Is it not time to be done with lies at last? Especially the chief lie now running through the world like a plague, putrescent and vile: that we kill each other and hate each other and drive each other into desperation and fear for any other reason but that we are animals, forms of apes, driven by blind impulses to project our dominance, to strut and bellow and hoard the best goods for ourselves. Or else to lash back at the dominant beast in convulsions of humiliated rage. Or else cravenly to serve the dominant ones, to scurry about them like slaves, picking fleas from their fur, in hopes of procuring a few crumbs for ourselves.

That's the world of power – the "real world," as its flea-picking slaves and strutting dominants like to call it. It's the ape-world, driven by hormonal secretions and chemical mechanics, the endless replication of protein reactions, the unsifted agitations of nerve tissue, issuing their ignorant commands. There's no sense or reason or higher order of thought in it – except for that perversion of consciousness called justification, self-righteousness, which gussies up the breast-beating ape with fine words and grand abstractions.

Beyond the thunder and spectacle of this ape-roaring world is another state of reality, emerging from the murk of our baser functions. There is power here, too, but not the heavy, blood-sodden bulk of dominance. Instead, it's a power of radiance, of awareness, connection, breaking through in snaps of heightened perception, moments of encounter and illumination that lift us from the slime.

It takes ten million forms, could be in anything – a rustle of leaves, the tang of salt, a bending blues note, the sweep of shadows on a tin roof, the catch in a voice, the touch of a hand, a line from Sappho or John Clare. Any particular, specific combination of ever-shifting elements, always unrepeatable in its exact effect and always momentary. Because that's all there is, that's all we have – the moments.

The moments, and their momentary power – a power without the power of resistance, defenseless, provisional, unarmed, imperfect, bold. The ape-world's cycle of war and retribution stands as the image of the world of power; what can serve as the emblem of this other reality? A kiss, perhaps: given to a lover, offered to a friend, bestowed on an enemy – or pressed to the brow of a murdered child.

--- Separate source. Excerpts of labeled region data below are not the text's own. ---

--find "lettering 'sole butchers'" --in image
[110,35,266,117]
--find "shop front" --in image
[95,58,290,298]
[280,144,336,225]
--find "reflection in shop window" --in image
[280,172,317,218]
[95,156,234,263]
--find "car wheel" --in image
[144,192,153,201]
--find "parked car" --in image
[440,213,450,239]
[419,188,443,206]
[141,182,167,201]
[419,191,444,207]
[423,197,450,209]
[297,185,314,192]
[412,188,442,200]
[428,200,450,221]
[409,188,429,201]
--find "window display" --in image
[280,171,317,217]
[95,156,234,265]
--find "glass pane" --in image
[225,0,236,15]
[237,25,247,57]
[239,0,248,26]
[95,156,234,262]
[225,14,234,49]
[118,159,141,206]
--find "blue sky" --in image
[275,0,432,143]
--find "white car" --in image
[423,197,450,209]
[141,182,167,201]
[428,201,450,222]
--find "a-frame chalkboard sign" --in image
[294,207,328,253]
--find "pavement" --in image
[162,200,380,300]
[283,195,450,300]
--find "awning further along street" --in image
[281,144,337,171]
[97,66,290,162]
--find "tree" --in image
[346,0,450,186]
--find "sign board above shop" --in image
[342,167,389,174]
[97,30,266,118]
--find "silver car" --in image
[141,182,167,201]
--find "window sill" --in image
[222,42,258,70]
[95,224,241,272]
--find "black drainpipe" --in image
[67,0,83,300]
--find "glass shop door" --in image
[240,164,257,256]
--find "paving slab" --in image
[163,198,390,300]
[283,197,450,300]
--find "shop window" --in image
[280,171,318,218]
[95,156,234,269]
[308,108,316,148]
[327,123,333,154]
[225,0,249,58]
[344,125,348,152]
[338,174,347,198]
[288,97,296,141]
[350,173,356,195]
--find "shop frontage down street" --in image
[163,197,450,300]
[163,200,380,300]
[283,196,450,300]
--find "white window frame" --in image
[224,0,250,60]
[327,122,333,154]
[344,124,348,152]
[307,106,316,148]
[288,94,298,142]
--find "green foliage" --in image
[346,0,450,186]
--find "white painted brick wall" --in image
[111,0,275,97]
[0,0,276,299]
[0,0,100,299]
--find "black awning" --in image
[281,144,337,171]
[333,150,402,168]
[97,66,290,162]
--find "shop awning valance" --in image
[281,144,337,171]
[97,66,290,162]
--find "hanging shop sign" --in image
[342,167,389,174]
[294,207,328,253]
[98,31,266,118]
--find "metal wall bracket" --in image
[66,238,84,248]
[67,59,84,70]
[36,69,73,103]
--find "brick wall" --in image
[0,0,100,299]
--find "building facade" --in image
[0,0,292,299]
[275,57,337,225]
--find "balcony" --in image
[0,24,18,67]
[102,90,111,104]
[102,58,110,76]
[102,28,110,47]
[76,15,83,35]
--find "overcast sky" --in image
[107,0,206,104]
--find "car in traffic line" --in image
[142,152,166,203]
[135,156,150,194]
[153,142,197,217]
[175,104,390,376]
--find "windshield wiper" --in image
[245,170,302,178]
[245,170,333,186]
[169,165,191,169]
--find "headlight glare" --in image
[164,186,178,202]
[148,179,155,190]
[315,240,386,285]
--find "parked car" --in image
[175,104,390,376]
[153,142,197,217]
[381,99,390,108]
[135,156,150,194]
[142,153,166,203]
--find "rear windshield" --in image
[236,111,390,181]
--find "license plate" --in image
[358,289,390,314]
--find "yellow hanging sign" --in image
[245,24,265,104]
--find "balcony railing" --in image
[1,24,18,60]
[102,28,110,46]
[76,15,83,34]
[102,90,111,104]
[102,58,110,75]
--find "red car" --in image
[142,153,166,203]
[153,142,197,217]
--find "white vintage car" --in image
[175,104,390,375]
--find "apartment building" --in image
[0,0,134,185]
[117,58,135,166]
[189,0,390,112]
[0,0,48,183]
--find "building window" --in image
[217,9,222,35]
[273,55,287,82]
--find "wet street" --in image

Both worlds are within us, of course, like two quantum states of reality, awaiting our choice to determine which will be actuated, which will define the very nature of being – individually and in the aggregate, moment by moment. This is our constant task, for as long as the universe exists in the electrics of our brains: to redeem each moment or let it fall. Some moments will be won, many more lost; there is no final victory.